This repository builds the official static site for the FedRAMP Consolidated Rules for 2026.
Official site: https://www.fedramp.gov/2026/
This is a Zensical site that combines:
- Manually maintained Markdown and assets in
content/, including overview and stakeholder guidance pages. - Generated Markdown produced from
tools/rules/fedramp-consolidated-rules.json, including definitions, stakeholder-specific rule pages, deadline pages, key security indicator pages, Rev5 control references enriched from the local NIST OSCAL catalog, and the complete ruleset reference. - Static output built into
html/.
The machine-readable source of truth for consolidated rules, definitions, deadlines, responsibilities, and key security indicators is:
tools/rules/fedramp-consolidated-rules.json
content/: manual source content for the site.tools/: Bun scripts, templates, config, tests, and therulessubmodule.src/: generated Zensical input.html/: generated static site output.zensical.toml: site navigation and Zensical configuration.AGENTS.md: instructions for Codex, Claude Code, and other repository agents.
Run project tooling from tools/:
bun run dev
bun test
bun run check
bun run build
bun run syncUse bun run sync to update the tools/rules submodule from the FedRAMP rules repository. See tools/README.md for the detailed pipeline, configuration, generated page mappings, and content safety notes.

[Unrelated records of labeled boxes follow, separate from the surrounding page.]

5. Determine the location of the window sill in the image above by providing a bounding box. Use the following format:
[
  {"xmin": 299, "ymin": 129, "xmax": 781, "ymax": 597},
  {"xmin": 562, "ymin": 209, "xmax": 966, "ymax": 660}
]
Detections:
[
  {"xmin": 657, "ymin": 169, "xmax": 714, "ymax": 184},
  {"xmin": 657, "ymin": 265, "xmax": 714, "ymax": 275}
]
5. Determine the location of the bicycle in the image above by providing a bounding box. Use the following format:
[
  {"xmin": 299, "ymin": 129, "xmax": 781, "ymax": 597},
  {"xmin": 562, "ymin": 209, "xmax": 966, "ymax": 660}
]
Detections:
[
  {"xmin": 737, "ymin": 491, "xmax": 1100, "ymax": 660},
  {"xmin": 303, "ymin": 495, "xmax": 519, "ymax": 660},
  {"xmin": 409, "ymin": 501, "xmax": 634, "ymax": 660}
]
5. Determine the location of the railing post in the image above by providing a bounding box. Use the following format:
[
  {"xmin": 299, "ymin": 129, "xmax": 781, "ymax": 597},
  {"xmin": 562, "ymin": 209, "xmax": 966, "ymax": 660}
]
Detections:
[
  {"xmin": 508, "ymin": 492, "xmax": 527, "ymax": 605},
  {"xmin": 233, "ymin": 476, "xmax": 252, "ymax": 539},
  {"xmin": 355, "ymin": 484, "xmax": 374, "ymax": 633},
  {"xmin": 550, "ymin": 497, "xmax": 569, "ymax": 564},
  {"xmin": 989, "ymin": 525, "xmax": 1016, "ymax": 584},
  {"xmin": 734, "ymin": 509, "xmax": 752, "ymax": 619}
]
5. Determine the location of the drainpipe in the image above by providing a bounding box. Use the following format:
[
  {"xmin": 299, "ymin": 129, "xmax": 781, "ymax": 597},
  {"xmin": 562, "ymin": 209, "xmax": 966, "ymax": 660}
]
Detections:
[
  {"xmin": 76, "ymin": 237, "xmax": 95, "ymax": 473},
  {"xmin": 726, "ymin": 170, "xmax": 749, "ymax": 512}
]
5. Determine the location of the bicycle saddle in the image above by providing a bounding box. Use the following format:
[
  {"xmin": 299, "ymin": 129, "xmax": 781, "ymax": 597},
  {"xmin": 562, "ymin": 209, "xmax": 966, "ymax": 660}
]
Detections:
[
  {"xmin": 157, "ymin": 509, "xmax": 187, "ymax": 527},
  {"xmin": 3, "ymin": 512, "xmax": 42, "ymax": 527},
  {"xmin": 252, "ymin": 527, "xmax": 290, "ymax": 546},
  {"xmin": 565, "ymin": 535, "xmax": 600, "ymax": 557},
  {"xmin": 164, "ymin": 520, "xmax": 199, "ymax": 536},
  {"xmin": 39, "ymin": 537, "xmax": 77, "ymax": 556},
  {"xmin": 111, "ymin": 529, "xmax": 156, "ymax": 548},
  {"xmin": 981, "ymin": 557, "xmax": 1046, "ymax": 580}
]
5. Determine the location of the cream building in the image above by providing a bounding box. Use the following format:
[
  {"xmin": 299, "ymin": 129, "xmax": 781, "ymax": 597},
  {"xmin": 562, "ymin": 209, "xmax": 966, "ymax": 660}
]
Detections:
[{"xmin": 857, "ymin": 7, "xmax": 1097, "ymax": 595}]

- Make sure you clone the repo recursively
git clone --recurse-submodules https://github.com/FedRAMP/2026.git
- Install dependencies
cd tools
bun install
uv venv && uv pip install zensical mkdocs-ultralytics-plugin
(replace bun install with node/etc. as desired; bun run build and bun run dev invoke zensical directly from tools/.venv/bin/zensical, so it must live in a uv-managed venv there rather than a global pip install)
- If needed, sync the rules submodule
cd tools
bun run sync
(this should only be necessary if the rules submodule has been updated - make sure to commit after doing this)
- Build the site
cd tools
bun run build
.venv/bin/python scripts/postprocess.py
You should now have a full HTML site rendered in html/. Copy those files to static/2026 in fedramp.gov.